Otro de los títulos que consideramos imprescindible rescatar es Blue meridian, de la belga Sofie Benoot, un delicioso viaje a través la América profunda, siguiendo el curso del río Mississipi hasta su desembocadura en el Golfo de México. Mediante larguísimos travellings en los que la cámara no cesa ni por un instante en su desplazamiento hacia el mar, se describen espacios y gentes enclavados en un pasado insostenible: Un puñado de personajes orgullosamente aferrados a sus tradiciones ancestrales, pero tan solitarios como los de un lienzo de Hopper. Pueblos destartalados que se esfuerzan en plantarle cara al ineludible éxodo rural, a los que la mirada melancólica de Benoot rescata de un paisaje en permanente evolución (a veces árido, a veces pantanoso), a medida que nos adentramos en las entrañas de los Estados Unidos y nos alejamos del arquetípico american way of life.

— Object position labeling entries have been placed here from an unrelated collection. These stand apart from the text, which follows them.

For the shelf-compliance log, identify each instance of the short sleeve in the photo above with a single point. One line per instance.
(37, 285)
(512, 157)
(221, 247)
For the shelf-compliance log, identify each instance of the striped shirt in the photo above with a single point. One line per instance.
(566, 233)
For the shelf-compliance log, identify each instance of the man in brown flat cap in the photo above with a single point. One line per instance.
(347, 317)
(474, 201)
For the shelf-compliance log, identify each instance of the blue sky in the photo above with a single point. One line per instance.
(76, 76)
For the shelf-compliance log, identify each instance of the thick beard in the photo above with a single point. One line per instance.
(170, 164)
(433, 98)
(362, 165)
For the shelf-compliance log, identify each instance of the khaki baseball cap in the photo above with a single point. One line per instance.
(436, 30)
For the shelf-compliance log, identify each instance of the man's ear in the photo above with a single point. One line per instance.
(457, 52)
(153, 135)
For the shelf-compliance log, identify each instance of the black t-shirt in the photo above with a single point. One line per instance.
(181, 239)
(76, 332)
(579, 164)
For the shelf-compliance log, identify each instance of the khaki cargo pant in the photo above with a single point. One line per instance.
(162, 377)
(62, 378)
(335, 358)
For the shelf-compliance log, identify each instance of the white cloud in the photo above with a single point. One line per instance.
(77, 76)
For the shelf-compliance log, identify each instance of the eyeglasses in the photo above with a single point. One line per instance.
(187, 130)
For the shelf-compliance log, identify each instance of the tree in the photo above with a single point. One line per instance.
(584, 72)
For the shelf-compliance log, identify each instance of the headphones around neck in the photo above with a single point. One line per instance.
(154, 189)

También tuvimos ocasión de ver el mejor cortometraje según el jurado internacional: Unfinished Italy, dirigido por Benoit Felici. Se trata de una suerte de postales de ruinas desperdigadas por el país que hace mucho tiempo acogiera a una de las civilizaciones más avanzadas y dejara en muchas partes de Europa restos de su dominio territorial y su destreza arquitectónica. Lo que muestra este espléndido film durante su media hora de duración es otra cosa, primero porque los hospitales, teatros, parques, etcétera que se muestran son contemporáneos, segundo porque nunca llegaron a terminarse o a usarse para que lo estaban pensados. Una reflexión sobre la degeneración a varios niveles (con la mirada dirigida a la clase política) que sin embargo no elude encontrar algo de belleza, mejor dicho reconstruirla, asumiendo cualquier contradicción.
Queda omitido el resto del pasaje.